We find the preponderance of the evidence supports the family court’s decision. The party asserting fault must establish that the other party’s “abuse of alcohol caused the breakdown of the marriage and that such abuse existed at or near the time of filing for divorce.” Bodkin, 388 S.C. at 212, 694 S.E.2d at 235 (quoting Epperly, 312 S.C. at 414, 440 S.E.2d at 885). Wife testified Husband drank alcohol to excess on a regular basis during the latter part of their marriage; became loud, rude, and verbally abusive when he drank alcohol and behaved worse with every drink; routinely went to bed drunk at 8:00 p.m.; and refused to seek professional help to address his drinking. Wife also presented corroborating testimony from her two sisters, her brother-in-law, and the parties’ friend. One sister stated Husband’s drinking had increased during the latter portion of the marriage, and he became mean and insulting when he drank and “thought he did everything *501and didn’t give [Wife] much credit.” Wife’s brother-in-law observed Husband was especially mean and insulting toward Wife when he was drinking. Each of the four witnesses recalled at least one event when Husband’s intoxication led him to behave erratically or unusually. The parties’ friend testified she and her husband had limited their association with the parties during the months before Wife left, in part because they found Husband “angry and difficult to be around” when he was drinking.

Husband did not present evidence rebutting this testimony. Rather, he admitted he drank alcohol to excess seven days a week just before Wife left and stated alcohol consumption had “put pressure” on their relationship. Husband recalled discussions about alcohol consumption with both Wife and their counselor. He also admitted his attempt to stop drinking before Wife left failed after a week. His defense consisted of complaints concerning Wife’s drinking and testimony that, despite his drinking, he functioned normally. In view of the record, we find the preponderance of the evidence supports the family court’s finding that Husband’s habitual intoxication contributed to the breakdown of the marriage.

CONCLUSION

We find Husband received special consideration for his contribution of Lot 34 to the marital estate. However, we find the family court’s equitable apportionment scheme improperly segregated the equity in the marital home from the remainder of the marital estate. Accordingly, we affirm the family court’s decision but modify its award so that Husband receives a fifty-five-percent share of the entire marital estate and Wife receives a forty-five percent share.

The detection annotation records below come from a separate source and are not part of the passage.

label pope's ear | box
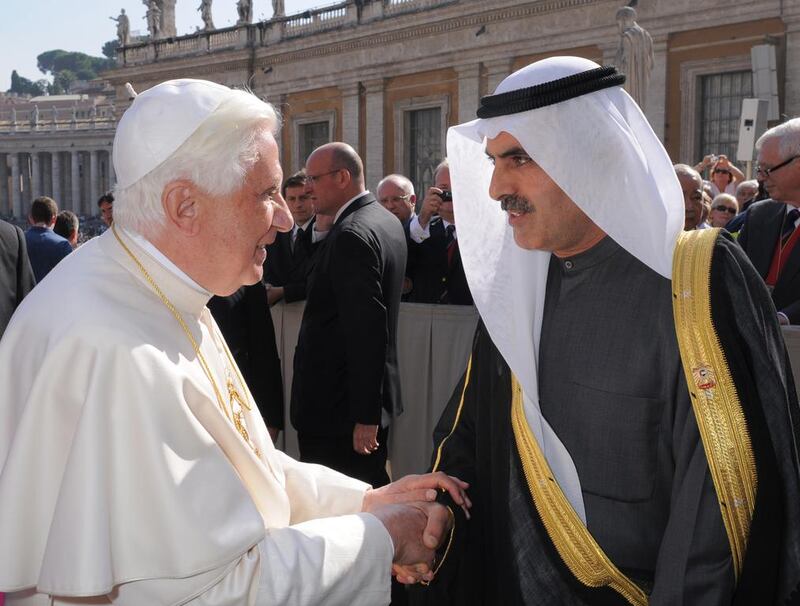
[161,180,200,236]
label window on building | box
[299,120,331,166]
[403,107,445,200]
[697,70,753,162]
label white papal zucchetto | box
[113,78,234,189]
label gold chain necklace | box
[111,223,261,457]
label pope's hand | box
[362,471,472,518]
[353,423,378,455]
[370,502,452,580]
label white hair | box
[673,164,703,183]
[736,179,758,194]
[711,194,739,208]
[756,118,800,158]
[114,90,280,234]
[376,174,415,196]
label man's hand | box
[353,423,378,455]
[361,471,472,518]
[419,187,442,229]
[371,502,452,578]
[267,286,283,305]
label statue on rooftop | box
[145,0,161,40]
[109,8,131,46]
[197,0,215,32]
[614,2,653,111]
[236,0,253,25]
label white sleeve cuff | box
[255,513,394,606]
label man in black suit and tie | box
[408,160,472,305]
[739,118,800,325]
[0,221,36,337]
[264,170,327,305]
[291,143,406,486]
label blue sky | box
[0,0,324,91]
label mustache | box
[500,196,533,213]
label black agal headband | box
[478,67,625,118]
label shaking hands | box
[362,472,472,584]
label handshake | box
[362,471,472,584]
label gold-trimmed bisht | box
[672,229,758,579]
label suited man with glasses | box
[739,118,800,325]
[291,143,406,487]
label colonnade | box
[0,149,116,219]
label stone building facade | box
[0,95,116,219]
[0,0,800,218]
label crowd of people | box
[0,57,800,606]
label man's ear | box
[161,179,200,236]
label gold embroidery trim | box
[511,374,647,606]
[431,354,472,471]
[672,229,758,579]
[421,354,472,586]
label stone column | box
[70,150,81,215]
[364,79,384,189]
[108,151,115,189]
[88,149,100,208]
[456,63,481,123]
[50,151,62,209]
[483,59,514,95]
[339,82,362,153]
[0,154,7,213]
[778,16,800,121]
[645,34,667,143]
[31,152,42,200]
[9,153,25,219]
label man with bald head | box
[378,174,417,225]
[291,143,407,486]
[675,164,703,231]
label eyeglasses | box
[756,156,800,177]
[306,168,344,185]
[378,194,411,205]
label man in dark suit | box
[739,118,800,325]
[25,196,72,283]
[264,171,325,305]
[208,282,283,442]
[291,143,406,486]
[0,221,36,337]
[408,160,472,305]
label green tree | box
[7,70,47,97]
[103,38,119,62]
[36,49,114,83]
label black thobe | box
[418,237,800,605]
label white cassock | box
[0,230,393,606]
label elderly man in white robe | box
[0,80,468,606]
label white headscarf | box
[447,57,684,522]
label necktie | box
[292,227,305,254]
[445,225,458,267]
[781,208,800,246]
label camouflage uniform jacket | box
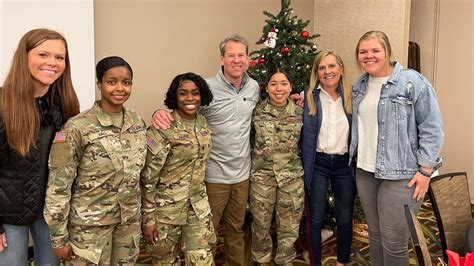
[250,99,303,186]
[44,102,146,248]
[141,111,211,226]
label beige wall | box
[94,0,313,120]
[410,0,439,82]
[435,0,474,203]
[314,0,411,84]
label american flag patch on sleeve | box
[53,131,67,143]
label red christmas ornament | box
[300,30,309,39]
[281,46,291,55]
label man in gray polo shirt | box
[152,34,259,265]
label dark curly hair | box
[165,72,213,110]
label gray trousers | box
[356,169,422,266]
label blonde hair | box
[2,29,79,156]
[355,30,393,65]
[305,50,352,115]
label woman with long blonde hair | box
[0,29,79,265]
[302,51,356,265]
[349,31,444,266]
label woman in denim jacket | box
[302,51,356,266]
[349,31,444,266]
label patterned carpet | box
[137,197,448,266]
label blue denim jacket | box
[349,62,444,180]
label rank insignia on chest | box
[53,132,67,142]
[146,136,158,150]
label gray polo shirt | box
[200,68,259,184]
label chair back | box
[403,205,432,266]
[428,172,472,261]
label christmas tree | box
[248,0,319,99]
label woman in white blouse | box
[302,51,356,265]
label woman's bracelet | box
[418,168,431,177]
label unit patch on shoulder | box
[53,131,67,143]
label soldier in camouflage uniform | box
[44,57,146,265]
[250,69,304,265]
[141,73,216,265]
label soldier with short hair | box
[44,56,146,265]
[141,73,216,265]
[250,68,304,265]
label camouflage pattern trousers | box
[146,207,216,266]
[250,178,304,265]
[66,217,141,266]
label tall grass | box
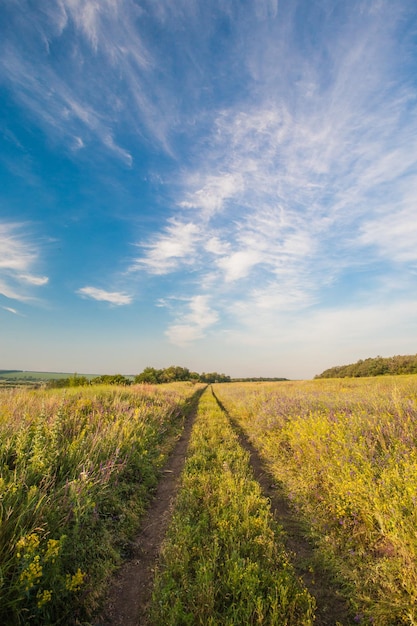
[215,376,417,626]
[0,384,200,625]
[151,390,313,626]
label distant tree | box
[135,365,231,385]
[91,374,132,386]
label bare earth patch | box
[94,386,354,626]
[213,392,356,626]
[95,402,196,626]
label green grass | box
[0,384,202,626]
[151,390,314,626]
[215,376,417,626]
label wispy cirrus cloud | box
[130,218,200,274]
[128,0,417,337]
[166,295,219,347]
[1,306,23,317]
[0,222,49,302]
[77,287,133,306]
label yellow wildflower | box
[19,554,42,591]
[36,589,52,609]
[65,568,87,591]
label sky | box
[0,0,417,379]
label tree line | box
[47,365,231,388]
[314,354,417,378]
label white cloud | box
[77,287,132,306]
[179,172,244,218]
[0,222,49,301]
[217,250,261,283]
[18,274,49,287]
[166,295,218,347]
[130,220,200,274]
[1,306,20,315]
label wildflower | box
[19,554,42,591]
[36,589,52,609]
[65,568,87,591]
[44,539,61,563]
[16,533,40,559]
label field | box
[0,384,202,625]
[0,376,417,626]
[0,370,94,389]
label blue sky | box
[0,0,417,378]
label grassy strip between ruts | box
[150,389,314,626]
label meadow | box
[150,388,314,626]
[213,376,417,626]
[0,375,417,626]
[0,383,202,625]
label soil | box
[94,393,355,626]
[94,408,197,626]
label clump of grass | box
[215,376,417,626]
[151,390,314,626]
[0,385,202,626]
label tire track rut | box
[94,389,204,626]
[211,388,356,626]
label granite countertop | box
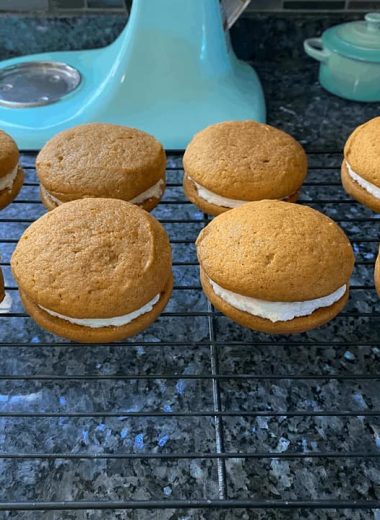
[0,15,380,520]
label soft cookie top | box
[0,267,5,303]
[11,198,171,318]
[344,117,380,187]
[183,121,307,201]
[197,200,354,302]
[0,130,19,177]
[36,123,166,202]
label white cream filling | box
[208,278,347,323]
[188,177,293,208]
[0,293,12,314]
[44,179,165,206]
[0,164,18,191]
[39,294,160,329]
[346,161,380,199]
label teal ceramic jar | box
[304,12,380,101]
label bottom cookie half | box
[20,274,173,343]
[201,269,349,334]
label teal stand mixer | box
[0,0,265,150]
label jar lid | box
[322,12,380,62]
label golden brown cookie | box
[196,200,354,333]
[341,117,380,213]
[183,121,307,215]
[0,130,24,209]
[11,198,173,343]
[36,123,166,210]
[0,267,5,303]
[375,251,380,296]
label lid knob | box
[364,13,380,31]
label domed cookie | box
[196,200,354,334]
[0,267,12,314]
[342,117,380,213]
[11,198,173,343]
[36,123,166,211]
[0,130,24,209]
[183,121,307,215]
[375,251,380,296]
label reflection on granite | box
[0,10,380,520]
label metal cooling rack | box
[0,151,380,518]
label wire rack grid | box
[0,151,380,518]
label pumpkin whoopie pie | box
[375,250,380,296]
[0,268,12,313]
[0,130,24,209]
[196,200,354,334]
[183,121,307,215]
[36,123,166,211]
[342,117,380,213]
[11,198,173,343]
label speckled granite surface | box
[0,11,380,520]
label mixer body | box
[0,0,265,150]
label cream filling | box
[188,177,293,208]
[208,278,347,323]
[346,161,380,199]
[44,179,165,206]
[0,164,18,191]
[39,294,160,329]
[0,293,12,314]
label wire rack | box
[0,151,380,518]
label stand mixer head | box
[0,0,265,150]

In view of our finding that the preponderance of the evidence establishes Husband’s abuse of alcohol caused the breakdown of the marriage, we find Husband suffered no prejudice from the family court’s incorrect statement of the standard of proof. Accordingly, the decision of the family court is

AFFIRMED AS MODIFIED.

FEW, C.J., and PIEPER, J., concur.

. Wife, who had previously been very close to Husband’s mother, distanced herself from her mother-in-law after a disagreement about how the parties should handle their daughter’s wedding. This disagreement occurred approximately three years before trial.

. While Husband concedes Wife is entitled to fifty percent of the non-real estate portion of the marital estate, he claims he is entitled to more than seventy-five percent of the equity in the marital home.

. We note the family court found Husband's contributions to the non-real estate portion of the marital estate were overwhelming when compared to Wife’s contributions.